Мир знает и чтит его ученость; только те, кто принимал некоторое участие в его повседневной жизни, полностью знают скромность его характера. Его знания были таковы, что он, казалось, не знал ничего, в то время как в совершенстве своего смирения он мог казаться не знающим ничего. Благодаря учености, заметной перед миром, его врожденная застенчивость удаляла его от личного наблюдения. Конечно, столь великая ученость, которая так мало требовала, не будет забыта. Скромность, которая удерживала его в уединении при жизни, представляет его теперь, когда он мертв. Странная награда! Заслуга, которая уклонялась от живого взгляда, теперь наблюдается всеми людьми. Голос, некогда столь мягкий, возвращается эхом из гробницы.

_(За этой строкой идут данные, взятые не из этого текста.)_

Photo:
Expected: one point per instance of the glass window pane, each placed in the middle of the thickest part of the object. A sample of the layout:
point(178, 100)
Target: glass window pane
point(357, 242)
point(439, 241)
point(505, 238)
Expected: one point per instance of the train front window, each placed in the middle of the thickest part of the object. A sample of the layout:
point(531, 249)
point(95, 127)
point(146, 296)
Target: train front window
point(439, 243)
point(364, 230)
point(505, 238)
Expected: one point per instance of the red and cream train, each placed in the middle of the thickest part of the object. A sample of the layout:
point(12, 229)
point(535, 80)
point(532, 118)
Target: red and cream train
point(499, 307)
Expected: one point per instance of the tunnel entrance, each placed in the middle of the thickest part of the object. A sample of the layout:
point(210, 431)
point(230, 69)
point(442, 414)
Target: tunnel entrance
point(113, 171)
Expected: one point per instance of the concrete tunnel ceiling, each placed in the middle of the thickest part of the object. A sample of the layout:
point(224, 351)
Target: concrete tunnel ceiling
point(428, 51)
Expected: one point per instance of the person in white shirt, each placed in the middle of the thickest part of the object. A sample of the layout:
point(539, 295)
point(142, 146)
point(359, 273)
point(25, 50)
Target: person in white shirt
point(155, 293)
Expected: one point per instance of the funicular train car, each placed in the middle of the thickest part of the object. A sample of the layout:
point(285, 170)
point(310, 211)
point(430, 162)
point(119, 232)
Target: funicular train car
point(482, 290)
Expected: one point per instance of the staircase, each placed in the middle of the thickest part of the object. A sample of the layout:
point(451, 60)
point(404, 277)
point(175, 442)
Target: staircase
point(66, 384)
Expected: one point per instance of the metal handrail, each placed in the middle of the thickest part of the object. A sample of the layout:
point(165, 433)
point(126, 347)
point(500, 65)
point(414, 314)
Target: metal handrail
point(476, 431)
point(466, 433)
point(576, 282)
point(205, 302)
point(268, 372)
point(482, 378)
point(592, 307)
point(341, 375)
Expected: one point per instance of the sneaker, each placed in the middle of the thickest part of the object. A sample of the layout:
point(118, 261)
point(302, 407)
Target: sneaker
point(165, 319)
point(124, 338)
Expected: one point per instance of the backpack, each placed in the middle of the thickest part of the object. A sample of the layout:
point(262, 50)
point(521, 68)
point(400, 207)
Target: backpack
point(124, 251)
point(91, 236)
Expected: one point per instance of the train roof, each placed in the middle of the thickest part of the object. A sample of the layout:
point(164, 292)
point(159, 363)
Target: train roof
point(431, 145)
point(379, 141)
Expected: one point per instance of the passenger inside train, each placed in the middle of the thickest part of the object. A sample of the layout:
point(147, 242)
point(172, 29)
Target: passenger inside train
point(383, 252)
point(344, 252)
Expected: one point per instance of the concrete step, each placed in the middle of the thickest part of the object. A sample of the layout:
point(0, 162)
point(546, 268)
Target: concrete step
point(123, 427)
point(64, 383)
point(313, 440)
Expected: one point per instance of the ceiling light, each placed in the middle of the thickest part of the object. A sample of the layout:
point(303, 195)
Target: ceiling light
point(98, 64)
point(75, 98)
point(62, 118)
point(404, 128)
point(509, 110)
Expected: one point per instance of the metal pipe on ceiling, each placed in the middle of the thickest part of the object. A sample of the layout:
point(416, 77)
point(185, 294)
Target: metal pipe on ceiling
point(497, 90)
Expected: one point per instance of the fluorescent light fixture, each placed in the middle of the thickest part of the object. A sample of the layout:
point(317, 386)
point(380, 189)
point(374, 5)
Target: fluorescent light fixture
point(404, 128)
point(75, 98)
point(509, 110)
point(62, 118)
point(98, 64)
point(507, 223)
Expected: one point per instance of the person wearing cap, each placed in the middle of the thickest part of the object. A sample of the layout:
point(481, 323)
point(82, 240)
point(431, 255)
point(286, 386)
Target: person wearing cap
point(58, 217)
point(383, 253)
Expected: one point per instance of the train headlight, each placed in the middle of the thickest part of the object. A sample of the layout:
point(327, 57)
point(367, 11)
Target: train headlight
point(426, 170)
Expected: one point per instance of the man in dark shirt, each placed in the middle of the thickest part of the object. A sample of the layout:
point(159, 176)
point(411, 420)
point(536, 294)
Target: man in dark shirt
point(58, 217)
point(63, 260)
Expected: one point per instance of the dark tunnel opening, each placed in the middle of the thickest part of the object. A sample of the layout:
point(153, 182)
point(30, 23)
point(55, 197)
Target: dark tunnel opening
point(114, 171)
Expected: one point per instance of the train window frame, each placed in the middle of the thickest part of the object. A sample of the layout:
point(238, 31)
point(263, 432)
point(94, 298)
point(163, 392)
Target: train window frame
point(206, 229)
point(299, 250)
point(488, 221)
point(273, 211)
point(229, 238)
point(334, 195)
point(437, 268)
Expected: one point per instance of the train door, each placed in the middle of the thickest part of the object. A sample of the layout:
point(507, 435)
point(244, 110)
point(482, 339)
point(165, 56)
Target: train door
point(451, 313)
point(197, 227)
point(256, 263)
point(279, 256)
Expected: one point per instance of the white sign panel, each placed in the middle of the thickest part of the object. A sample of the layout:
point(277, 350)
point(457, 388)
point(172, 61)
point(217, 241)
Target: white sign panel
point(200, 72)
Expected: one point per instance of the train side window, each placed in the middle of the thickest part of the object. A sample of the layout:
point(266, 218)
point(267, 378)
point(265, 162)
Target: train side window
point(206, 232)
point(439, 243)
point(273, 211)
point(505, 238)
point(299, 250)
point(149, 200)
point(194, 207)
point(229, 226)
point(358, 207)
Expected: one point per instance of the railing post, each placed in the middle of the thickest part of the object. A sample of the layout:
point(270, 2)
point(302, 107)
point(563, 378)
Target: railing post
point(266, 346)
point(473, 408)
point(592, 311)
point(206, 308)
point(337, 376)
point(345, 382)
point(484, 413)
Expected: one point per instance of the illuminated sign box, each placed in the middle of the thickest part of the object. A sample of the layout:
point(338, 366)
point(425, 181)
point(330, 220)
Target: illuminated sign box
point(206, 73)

Я ставлю во главу угла его скромность и его ученость, два атрибута, по которым его всегда будут помнить. Я мог бы распространиться о его мягкости характера, его простоте жизни, его доброте к молодым, его сочувствии к занятиям всех видов, его чувствительности к красоте, его добросовестном характере, его бесстрастном уме. Если бы он мог говорить с нами о себе, он мог бы принять слова самоописания из откровенного пера своего выдающегося предшественника в развитии греческой литературы, лидера ее возрождения в Европе, как Пикеринг был лидером в Америке, — учтивого и ученого Эразма. «Что касается меня, — говорит ранний ученый своему английскому другу Джону Колету, — я лучше всего знаю свои собственные недостатки и поэтому осмелюсь дать характеристику самому себе. Вы имеете во мне человека с небольшим состоянием или вовсе без него, чуждого амбиций, с сильной склонностью к любви-доброте и дружбе, без всякого хвастовства ученостью, но большого ее почитателя, того, кто питает глубокое почтение к любому совершенству в других, как бы он ни чувствовал его недостаток в себе, кто может легко уступить другим в учености, но никому в честности, человека искреннего, открытого и свободного, ненавистника лжи и притворства, с умом смиренным и прямым, немногословного, который не хвастается ничем, кроме честного сердца».

Я назвал его Ученым; ибо именно в этом качестве он оставляет столь превосходный пример. Но триумфы его жизни усилены разнообразием его трудов, и особенно его долгой карьерой в адвокатуре. Он был юристом, чьи дни проходили в верной практике своей профессии, занятый клиентами, заботящийся об их делах в суде и вне суда. Каждый день был свидетелем его неустанных усилий в сценах, мало привлекательных для его мягкой и склонной к учебе натуры. Он был создан быть искателем истины, а не защитником зла; и он находил меньше удовлетворения в спорах адвокатуры, чем в беседе с книгами. Для него судебные тяжбы были жалким пиром, а хорошо заполненный список дел — не чем иным, как любопытным и ныне не отведанным блюдом из «крапивы» в первом курсе римского банкета. Он знал, что обязанности профессии важны, но чувствовал, что даже их успешное выполнение, когда оно не сопровождается юридической культурой, дает мало прав на уважение, в то время как они менее приятны и облагораживающи, чем бескорыстное стремление к знаниям. Он сказал бы, по крайней мере, что касается его собственной профессии, вместе с Лордом Архонтом из «Океаны»: «Я не буду больше полагаться на суждение юристов и богословов, чем на суждение столь многих других торговцев».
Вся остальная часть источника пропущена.